Introduction:

Our study aimed to compare the performance of Stockholm3 in an external validation with other commonly used prostate cancer biomarkers and risk calculators, including free/total PSA ratio, PSA density, ERSPC-4/SWOP, PBCG, and PCPT-v2, using the ethnically and racially diverse SEPTA cohort.

Methods:

The SEPTA study was a multi-center trial that validated Stockholm3 in an ethnically and racially diverse population of men undergoing prostate biopsy in North America between 2019 and 2023. Among the SEPTA cohort, 2,115 (98%) with complete data for risk calculation were included in the analysis. The primary outcome measure was detection of Grade Group ≥2 (GG≥2) prostate cancer. The analysis included Stockholm3, age, free and total PSA, prostate volume, and prostate biopsy outcome. Risk was calculated for all biomarkers and risk calculators, and operating and performance characteristics were computed at clinically used thresholds. Receiver operating characteristic (ROC) analysis, graphical calibration estimation, and decision curve analysis were performed for all biomarkers and risk calculators.

Results:

2,115 men were included, median age was 63 years (IQR:58-68), median PSA was 6.1 ng/ml (IQR:4.5-9.0), 415 (20%) had a prior negative prostate biopsy, and 356 (17%) had an MRI performed prior to biopsy.  There were 1,200 (57%) benign biopsies performed, 307 (15%) GG1 cancers detected, and 608 (29%) GG≥2 cancers detected.  The Stockholm3 test outperformed all evaluated biomarkers and risk calculators in the overall cohort, with an area under the curve (AUC) of 0.82 (95% CI: 0.80-0.84, p<0.001).

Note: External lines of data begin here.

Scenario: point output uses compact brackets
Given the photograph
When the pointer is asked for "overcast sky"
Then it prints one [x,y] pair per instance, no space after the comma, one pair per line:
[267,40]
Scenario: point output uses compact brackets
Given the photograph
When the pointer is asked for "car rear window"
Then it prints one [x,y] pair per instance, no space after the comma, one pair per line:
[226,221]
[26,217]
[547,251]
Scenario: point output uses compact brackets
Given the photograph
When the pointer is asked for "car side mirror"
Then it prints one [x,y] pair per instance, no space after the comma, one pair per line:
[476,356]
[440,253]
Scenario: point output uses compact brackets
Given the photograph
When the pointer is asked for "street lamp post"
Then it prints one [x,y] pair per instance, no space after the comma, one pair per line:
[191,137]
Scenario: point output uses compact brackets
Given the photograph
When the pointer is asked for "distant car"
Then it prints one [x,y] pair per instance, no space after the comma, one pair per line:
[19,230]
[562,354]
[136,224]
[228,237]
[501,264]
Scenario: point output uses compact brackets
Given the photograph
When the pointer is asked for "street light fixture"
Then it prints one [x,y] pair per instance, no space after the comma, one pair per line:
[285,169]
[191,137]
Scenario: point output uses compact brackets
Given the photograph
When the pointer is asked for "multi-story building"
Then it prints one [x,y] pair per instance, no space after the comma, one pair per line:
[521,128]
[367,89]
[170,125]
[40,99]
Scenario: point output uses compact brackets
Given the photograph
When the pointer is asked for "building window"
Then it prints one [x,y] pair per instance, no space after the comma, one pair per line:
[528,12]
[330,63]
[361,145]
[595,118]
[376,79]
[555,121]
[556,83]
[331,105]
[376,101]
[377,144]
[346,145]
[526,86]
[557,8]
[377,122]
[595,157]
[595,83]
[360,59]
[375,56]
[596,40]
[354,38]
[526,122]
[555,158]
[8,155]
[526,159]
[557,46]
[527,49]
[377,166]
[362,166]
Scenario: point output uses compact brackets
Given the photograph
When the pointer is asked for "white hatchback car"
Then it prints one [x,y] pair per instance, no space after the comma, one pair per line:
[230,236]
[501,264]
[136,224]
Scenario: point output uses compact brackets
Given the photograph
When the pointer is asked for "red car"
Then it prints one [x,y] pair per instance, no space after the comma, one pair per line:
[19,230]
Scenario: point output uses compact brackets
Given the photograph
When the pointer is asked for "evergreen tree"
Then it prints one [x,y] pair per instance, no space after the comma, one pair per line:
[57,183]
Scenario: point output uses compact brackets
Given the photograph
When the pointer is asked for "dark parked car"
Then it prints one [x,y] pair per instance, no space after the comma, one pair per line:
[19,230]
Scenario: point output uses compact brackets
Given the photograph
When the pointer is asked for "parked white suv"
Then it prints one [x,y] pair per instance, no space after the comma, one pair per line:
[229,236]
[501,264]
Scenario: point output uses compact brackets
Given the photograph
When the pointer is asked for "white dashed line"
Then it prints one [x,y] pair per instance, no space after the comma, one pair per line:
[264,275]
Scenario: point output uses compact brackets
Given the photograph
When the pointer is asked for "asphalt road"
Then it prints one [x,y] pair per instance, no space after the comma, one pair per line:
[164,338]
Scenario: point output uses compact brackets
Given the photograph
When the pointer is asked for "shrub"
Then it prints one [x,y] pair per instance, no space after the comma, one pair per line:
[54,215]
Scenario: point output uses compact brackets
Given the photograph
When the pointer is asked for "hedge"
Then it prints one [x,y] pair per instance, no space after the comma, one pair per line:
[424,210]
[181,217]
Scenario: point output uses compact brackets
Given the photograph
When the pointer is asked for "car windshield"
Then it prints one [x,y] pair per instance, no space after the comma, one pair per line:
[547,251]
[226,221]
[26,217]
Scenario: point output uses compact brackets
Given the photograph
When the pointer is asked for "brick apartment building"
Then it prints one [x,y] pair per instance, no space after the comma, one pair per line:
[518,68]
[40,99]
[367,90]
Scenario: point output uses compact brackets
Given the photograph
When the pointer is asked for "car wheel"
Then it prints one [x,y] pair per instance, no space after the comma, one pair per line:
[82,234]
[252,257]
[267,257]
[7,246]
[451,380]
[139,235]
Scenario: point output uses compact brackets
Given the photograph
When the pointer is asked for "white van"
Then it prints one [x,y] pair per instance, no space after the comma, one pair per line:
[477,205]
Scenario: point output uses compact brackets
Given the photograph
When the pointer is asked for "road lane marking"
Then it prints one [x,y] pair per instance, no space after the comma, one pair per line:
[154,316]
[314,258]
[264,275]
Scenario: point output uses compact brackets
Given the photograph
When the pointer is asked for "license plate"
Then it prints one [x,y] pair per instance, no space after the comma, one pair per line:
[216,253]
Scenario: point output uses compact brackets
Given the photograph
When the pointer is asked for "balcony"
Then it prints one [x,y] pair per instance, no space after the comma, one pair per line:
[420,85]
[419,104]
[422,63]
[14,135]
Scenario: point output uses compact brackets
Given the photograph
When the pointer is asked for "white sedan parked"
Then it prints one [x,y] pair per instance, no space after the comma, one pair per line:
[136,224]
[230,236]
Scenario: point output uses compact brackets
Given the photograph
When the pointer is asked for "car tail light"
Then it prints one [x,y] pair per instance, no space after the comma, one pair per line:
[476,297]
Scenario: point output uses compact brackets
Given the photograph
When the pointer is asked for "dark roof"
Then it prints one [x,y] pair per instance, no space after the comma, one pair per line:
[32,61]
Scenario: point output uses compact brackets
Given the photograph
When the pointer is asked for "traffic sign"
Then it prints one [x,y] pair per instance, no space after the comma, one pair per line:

The AUCs for the prediction tools were: 0.72 (95% CI: 0.70-0.74) for free/total PSA, 0.76 (95% CI: 0.74-0.78) for PSA density, 0.77 (95% CI: 0.75-0.79) for ERSPC-4/SWOP, 0.74 (95% CI: 0.72-0.76) for PBCG, and 0.78 (95% CI: 0.76-0.80) for PCPT-v2. PBCG was best calibrated, followed by Stockholm3, which showed an underprediction of GG≥2 prostate cancer. Decision curve analysis demonstrated superior performance of Stockholm3, showing the highest positive net benefit.

Conclusion:

Stockholm3 outperforms other commonly used biomarkers and risk calculators for detecting clinically significant prostate cancer in an ethnically and racially diverse population.

Funding: Vetenskapsrådet (Swedish Research Council, 2020-01609; Eklund, Grönberg), Cancerfonden (Swedish Cancer Society, CAN 180649; Eklund, Grönberg), and A3P Biomedical (H.T.V.)